# Snow Joe 622 replacement parts



## djrnewcastle (Feb 6, 2014)

I recently purchased the older Snow Joe model 622 at a Goodwill Store for $35 dollars. It appeared that it had not been used. We plugged it in and it started right up and worked! 

I have so far used it 3 times and as far as the motor/chute/overheating/pulley/belt problems others have reported with Snow Joe, I've been fortunate or lucky. I have been very pleased for my 35 bucks.

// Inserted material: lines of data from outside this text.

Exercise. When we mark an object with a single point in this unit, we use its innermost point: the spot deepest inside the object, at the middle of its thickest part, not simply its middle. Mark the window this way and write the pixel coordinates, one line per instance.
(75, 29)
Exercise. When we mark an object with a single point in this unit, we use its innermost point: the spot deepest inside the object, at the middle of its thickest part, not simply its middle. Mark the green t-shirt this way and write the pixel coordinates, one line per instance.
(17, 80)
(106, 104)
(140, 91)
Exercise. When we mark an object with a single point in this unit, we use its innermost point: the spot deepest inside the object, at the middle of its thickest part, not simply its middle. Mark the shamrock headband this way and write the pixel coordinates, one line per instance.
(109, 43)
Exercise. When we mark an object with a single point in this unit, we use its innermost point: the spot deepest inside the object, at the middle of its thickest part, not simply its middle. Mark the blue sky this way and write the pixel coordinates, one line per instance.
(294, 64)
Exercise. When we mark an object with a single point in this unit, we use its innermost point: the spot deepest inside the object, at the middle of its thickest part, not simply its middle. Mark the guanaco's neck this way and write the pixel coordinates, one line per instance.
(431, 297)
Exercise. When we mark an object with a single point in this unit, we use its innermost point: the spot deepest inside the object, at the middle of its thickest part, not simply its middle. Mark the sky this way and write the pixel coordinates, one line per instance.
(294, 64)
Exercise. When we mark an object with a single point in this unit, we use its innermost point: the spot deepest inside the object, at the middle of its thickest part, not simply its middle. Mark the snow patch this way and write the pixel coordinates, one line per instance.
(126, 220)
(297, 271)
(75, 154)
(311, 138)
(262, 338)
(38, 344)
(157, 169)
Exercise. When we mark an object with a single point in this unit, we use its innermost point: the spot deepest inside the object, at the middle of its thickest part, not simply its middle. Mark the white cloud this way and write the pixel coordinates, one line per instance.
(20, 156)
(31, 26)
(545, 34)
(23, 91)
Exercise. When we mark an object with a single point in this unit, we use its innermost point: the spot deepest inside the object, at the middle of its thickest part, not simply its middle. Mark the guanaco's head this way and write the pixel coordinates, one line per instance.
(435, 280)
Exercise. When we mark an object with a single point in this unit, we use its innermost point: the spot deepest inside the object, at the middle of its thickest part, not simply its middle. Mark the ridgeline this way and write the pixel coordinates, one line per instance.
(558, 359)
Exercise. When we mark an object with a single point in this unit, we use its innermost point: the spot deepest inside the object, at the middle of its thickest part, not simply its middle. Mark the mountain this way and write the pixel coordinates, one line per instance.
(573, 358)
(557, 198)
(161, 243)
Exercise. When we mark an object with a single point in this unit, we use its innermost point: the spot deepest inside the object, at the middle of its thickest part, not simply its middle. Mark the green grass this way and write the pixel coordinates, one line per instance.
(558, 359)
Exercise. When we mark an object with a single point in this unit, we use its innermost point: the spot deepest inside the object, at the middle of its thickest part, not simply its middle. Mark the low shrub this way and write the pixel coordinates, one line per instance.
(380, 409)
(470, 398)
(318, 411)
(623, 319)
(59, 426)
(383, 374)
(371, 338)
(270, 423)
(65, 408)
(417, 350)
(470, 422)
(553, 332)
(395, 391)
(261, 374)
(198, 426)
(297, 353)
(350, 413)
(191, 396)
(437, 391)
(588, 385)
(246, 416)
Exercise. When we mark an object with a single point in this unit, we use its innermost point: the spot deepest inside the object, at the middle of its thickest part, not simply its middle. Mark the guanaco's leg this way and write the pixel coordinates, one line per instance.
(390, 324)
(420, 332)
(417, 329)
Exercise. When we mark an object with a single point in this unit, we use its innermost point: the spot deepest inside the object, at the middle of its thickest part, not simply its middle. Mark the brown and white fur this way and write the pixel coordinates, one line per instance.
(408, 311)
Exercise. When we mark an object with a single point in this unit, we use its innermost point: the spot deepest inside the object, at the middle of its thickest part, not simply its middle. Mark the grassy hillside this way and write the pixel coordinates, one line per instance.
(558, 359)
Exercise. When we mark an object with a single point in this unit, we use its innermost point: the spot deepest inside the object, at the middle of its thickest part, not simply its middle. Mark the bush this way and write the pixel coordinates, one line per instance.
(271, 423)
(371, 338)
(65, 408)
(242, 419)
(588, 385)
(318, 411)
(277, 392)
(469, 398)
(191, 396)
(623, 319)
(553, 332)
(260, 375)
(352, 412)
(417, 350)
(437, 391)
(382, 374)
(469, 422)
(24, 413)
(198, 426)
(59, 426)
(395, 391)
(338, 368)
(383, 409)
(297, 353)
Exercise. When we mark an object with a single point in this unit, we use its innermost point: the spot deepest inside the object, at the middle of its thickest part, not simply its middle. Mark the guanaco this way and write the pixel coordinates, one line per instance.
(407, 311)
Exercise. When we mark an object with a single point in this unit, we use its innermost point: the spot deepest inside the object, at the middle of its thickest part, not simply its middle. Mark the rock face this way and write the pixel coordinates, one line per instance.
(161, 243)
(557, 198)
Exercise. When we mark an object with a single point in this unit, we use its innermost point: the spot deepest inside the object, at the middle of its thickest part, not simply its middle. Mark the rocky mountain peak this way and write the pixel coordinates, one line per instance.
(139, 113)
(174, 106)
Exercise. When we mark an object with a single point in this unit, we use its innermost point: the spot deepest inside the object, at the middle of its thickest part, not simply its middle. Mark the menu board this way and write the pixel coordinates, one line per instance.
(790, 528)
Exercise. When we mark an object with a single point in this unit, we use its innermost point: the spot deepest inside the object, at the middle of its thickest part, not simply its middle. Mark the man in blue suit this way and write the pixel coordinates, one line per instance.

However, I noticed that the 3 quarter inch hard plastic that attached to the rotor/blade has started chipping of pieces. I used it last night (I'm in Indiana & up to HERE with this winter) and it worked great even with the pieces chipped but I would really like to have a backup set in case it gets much worse. I have done several searches but keep coming up blank.
I guess my question is two fold. 
1. Is there a place other than Snow Joe (I called them) that finding parts for this model? 
2. Are the blades for this model interchangeable with any of the other Snow Joe models?
When I spoke with the rep at Snow Joe she just told me to go buy a newer model. For 35 dollars and as few snowfalls per winter that we usually have, I would like to make this one useful. I don't have a driveway, just the sidewalk and I usually clean my neighbors sidewalks for them. 
Any help will be appreciated. 
Thanks!
Douglas


----------